I arrive home, tired yet again, wanting to shower and sleep. It seems my ex has company over and I have to compose myself and smile, because no one wants to see how miserable I am. I make them uncomfortable, He says.

With a fake smile plastered on my face, pushing my discomfort aside, I go ahead and greet everyone at the dinner table, my heart sinking immediately after realizing that they were waiting for me.

The table was set up, but there were no signs of cooking or baking, and no Tupperware’s indicating that this was a potluck. My heart sinking deep into my stomach after understanding that tonight’s performance and service was my cooking.

He’s sitting down, presenting me to unfamiliar faces, holding me by the waist. He was proud to show me off, proud to show others what his bitch could do.

With swollen feet, I excused myself. There was no need for him to explain to his company where I was going because He knew I was coming down stairs in minutes again. And I did, the first trick I did for his friends’ entertainment. 4 men and 1 woman in my house. Not including myself, because I felt more like an object than a human

Most of his friends took pity on me and said they weren’t hungry and were ready to head out, but asshole #5 stated he was famished.

Being a slave is worse than being a whore.

As his friends excused themselves for them evening (minus asshole #5), He essentially began begging them to stay but they politely declined.

The woman in the group had been over a few times, but has never looked me in the eye. She knew, but I don’t blame her for not wanting to involve herself.

Being ignorant helps you sleep easy at night.


I stood by His right side, him sitting on the head of the table, holding me by the waist as him and his friend laughed at misogynistic jokes quite literally in front of my face. He then looked at me, which was my cue to ask,

“Is there anything I can do for you?”

There always was a positive response.

I catered to 2 grown men from 8pm to Midnight. I had pushed my threshold, I was nearing collapse. My feet tired and swollen from standing since 6am, but I became numb to the pain by 10pm. Every day, I was amazed by what my body could withstand.

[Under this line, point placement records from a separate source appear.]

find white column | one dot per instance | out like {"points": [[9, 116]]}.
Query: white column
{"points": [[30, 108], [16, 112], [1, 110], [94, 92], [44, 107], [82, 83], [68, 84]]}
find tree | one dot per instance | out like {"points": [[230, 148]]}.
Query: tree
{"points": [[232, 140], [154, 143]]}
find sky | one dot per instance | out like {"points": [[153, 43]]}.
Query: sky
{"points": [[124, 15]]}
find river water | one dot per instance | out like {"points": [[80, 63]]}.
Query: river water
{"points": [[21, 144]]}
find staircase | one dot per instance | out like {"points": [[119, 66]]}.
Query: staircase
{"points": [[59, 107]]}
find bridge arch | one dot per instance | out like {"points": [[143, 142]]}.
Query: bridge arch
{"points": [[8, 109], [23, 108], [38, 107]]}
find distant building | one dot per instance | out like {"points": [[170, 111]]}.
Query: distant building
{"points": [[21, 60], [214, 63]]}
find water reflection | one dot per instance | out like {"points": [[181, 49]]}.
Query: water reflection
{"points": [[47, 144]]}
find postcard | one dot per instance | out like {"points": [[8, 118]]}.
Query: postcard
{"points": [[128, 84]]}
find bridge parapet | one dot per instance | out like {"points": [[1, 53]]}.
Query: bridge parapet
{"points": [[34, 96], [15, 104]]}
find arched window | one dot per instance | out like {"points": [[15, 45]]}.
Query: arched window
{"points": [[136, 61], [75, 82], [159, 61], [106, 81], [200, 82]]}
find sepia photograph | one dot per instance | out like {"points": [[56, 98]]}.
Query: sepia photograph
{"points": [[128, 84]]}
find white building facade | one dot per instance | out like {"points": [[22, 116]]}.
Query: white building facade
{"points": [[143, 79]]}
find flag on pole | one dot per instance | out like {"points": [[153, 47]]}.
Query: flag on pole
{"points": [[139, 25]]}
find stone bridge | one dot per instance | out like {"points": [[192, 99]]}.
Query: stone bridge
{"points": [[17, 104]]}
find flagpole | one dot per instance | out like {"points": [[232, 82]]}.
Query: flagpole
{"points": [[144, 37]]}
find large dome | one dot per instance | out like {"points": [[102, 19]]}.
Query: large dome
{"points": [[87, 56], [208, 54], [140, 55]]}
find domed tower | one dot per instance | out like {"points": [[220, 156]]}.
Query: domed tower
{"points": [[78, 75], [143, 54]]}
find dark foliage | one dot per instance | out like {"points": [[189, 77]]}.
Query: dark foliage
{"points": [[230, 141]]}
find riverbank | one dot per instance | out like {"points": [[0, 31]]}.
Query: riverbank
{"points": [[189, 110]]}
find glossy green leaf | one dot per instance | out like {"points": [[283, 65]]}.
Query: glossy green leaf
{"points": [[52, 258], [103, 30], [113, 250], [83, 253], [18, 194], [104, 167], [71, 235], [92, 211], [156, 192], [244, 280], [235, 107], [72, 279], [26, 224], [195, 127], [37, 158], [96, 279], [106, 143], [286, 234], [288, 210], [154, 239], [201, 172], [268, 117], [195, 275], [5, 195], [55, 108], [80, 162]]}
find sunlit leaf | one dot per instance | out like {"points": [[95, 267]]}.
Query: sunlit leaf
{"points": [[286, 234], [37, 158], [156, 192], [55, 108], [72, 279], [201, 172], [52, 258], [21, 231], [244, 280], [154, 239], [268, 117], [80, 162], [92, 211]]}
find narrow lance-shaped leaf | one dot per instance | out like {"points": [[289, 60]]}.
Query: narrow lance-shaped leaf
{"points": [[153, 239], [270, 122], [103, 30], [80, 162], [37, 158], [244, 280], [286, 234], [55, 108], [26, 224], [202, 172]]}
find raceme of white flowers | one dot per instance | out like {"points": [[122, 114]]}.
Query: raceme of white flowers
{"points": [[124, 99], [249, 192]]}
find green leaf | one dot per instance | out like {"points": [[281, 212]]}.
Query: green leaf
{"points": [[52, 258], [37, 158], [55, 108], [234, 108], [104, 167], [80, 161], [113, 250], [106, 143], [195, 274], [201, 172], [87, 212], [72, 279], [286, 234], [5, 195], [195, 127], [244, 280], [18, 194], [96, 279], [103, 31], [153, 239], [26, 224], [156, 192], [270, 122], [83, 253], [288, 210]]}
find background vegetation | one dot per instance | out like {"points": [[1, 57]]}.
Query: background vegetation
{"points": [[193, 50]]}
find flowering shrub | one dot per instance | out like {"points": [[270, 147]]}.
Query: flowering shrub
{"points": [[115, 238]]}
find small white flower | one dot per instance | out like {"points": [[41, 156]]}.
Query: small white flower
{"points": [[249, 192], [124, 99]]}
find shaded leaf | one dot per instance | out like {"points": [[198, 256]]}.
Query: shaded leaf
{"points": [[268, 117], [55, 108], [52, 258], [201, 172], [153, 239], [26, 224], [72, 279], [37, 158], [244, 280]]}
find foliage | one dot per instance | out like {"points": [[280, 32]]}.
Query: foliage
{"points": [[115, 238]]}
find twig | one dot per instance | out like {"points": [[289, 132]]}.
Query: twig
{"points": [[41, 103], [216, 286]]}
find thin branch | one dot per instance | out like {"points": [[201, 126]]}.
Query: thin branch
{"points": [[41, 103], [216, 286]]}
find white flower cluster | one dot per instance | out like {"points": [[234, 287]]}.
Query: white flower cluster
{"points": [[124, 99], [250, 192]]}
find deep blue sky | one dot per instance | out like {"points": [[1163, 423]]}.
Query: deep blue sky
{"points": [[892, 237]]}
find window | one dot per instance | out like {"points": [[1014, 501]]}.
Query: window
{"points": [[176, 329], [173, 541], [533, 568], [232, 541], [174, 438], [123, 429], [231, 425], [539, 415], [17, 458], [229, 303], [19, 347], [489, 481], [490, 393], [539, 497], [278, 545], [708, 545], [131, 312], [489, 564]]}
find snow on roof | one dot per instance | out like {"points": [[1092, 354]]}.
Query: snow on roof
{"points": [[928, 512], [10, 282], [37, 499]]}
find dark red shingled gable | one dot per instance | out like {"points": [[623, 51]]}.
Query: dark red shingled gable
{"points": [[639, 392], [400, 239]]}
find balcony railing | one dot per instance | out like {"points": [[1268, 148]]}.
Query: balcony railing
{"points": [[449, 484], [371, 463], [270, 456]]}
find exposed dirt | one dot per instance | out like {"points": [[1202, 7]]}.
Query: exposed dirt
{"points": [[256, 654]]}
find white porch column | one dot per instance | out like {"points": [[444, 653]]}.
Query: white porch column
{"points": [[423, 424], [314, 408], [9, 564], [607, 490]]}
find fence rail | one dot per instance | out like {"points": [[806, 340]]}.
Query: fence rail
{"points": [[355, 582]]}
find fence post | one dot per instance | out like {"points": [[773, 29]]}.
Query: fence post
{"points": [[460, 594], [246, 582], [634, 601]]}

There are times I wish I was weaker, so people could expect less of me.


Once company is gone for the night, the routine was as follows:

“Open your legs, open your mouth”, thrust, thrust, thrust.

It was easier to give in than to say no, struggle, and get taken anyways.

There were nights were it was over quick and he was soon asleep.

Other nights, I wasn’t passionate enough. A strike to my face or bloody bites to remind me who I belonged to.

I would cry myself to sleep often.

each time, he rips my wings off. how could I fly away?